So why have any bonds AT ALL during the accumulation phase since one does not need AT THAT TIME the safety Bonds provide?
Is your assumption that in the long term stocks are safe? Do you have a guarantee that all your investments and earnings will be there if you simply hold until you are X number of years from retirement? Just how many years is that by the way?
Just asking a question about allocation always leads to a lengthy discussion about risk because every investor has a personal point of view and it cannot be changed by an internet discussion because it is in our genes. Some people even have a risk-taking gene and others don't. One thing is clear though, the 100%ers should not be suggesting an all equity portfolio to anyone else because that someone else is probably not a full-blown risk taker, and if the recommendation is taken, the someone will sell in a crisis.
100%ers seem optimistic without due reason to me, but what do I know, I'm somewhat risk averse and and therefore have respect for the potential outcomes that risk can dole out. I simply cannot understand the risk 100% are willing to take. Of course they argue there is no risk.
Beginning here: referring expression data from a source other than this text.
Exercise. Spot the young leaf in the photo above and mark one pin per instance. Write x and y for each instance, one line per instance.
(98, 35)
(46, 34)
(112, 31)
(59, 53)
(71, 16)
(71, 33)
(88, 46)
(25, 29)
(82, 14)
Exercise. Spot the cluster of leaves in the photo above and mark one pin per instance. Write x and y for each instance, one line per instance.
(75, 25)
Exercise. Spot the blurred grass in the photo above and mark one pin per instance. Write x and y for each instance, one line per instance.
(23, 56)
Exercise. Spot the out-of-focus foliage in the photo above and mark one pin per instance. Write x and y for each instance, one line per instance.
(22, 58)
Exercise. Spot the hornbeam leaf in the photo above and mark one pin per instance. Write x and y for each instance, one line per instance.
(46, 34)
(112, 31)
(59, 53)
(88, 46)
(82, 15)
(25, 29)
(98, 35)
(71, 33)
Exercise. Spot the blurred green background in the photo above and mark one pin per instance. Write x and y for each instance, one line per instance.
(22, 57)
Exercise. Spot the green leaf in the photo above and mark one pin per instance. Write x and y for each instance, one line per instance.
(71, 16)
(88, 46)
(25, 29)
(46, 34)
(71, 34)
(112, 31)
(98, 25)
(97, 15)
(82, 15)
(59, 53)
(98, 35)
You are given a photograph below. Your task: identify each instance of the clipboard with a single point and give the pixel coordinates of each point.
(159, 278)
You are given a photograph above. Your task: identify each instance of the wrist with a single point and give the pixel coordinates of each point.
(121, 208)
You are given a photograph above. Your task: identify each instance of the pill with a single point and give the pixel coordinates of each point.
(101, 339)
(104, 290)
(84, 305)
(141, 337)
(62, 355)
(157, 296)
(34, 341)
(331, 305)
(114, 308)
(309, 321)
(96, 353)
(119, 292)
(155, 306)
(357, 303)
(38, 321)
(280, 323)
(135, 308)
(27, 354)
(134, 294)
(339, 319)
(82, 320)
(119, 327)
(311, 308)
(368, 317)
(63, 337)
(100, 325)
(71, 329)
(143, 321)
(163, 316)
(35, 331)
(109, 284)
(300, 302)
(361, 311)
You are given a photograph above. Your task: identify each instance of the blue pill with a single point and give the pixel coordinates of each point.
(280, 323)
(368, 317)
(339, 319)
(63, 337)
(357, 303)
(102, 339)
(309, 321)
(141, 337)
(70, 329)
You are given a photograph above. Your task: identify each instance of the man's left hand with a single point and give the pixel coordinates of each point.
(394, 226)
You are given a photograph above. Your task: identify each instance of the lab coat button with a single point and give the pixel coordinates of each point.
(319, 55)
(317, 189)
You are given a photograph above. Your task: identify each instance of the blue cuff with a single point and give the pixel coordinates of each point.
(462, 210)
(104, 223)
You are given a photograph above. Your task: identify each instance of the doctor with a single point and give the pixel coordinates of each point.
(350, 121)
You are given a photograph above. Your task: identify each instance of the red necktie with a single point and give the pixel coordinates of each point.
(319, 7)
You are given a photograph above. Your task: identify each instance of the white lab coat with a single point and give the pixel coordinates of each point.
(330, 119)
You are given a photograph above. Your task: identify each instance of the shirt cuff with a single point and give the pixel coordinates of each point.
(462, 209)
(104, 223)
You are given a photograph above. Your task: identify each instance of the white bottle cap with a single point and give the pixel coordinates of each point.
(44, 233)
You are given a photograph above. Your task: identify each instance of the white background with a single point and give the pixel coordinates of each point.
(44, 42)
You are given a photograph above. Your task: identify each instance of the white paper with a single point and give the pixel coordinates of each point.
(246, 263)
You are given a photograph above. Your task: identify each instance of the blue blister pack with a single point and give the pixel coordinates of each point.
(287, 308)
I'll never understand it and I don't even try any more. But what if something does occur that causes a major loss without recovery in your allotted time frame? Your only reaction will be, I didn't know (add what happened here)... I guess us risk averse folks simply believe it's not all mapped out, something we have not thought of could certainly happen. I don't see how 100%ers can argue with that.
I guess those investors who know that they are at least somewhat risk averse are aware that one can drown in a small lake with an average depth of 4 feet. We apply Pascal's reasoning regarding God to stock risk. Pascal's Wager - Blaise Pascal was a 17th century french philosopher, mathematician and physicist. This is his famous wager: the argument is that it is in one's own best interest to behave as if God exists, since the possibility of eternal punishment in hell outweighs any advantage of believing otherwise. OK, I know it's an extreme example, but I think it conveys the point. We moderate risk just in case...
Finally, there is no way to get all Bogleheads to agree what the right answer is when it comes to risk taking. Furthermore, new, untested investor are likely to misjudge their own risk limit until they are truly tested. On the other hand, it's likely that an investor with the risk-taking gene may come right out of the box with 100% equity and never be seriously bothered by volatility. But of course, the risk-aware will say volatility is not actually the problem you need to be concerned about.
Know your goals, and who you are, and then set your allocation accordingly. Be aware that when you ask for allocation recommendations, the answers will vary according to the respondent"s own personal view, which may not be in sync with yours.
When times are good, investors tend to forget about risk and focus on opportunity. When times are bad, investors tend to forget about opportunity and focus on risk.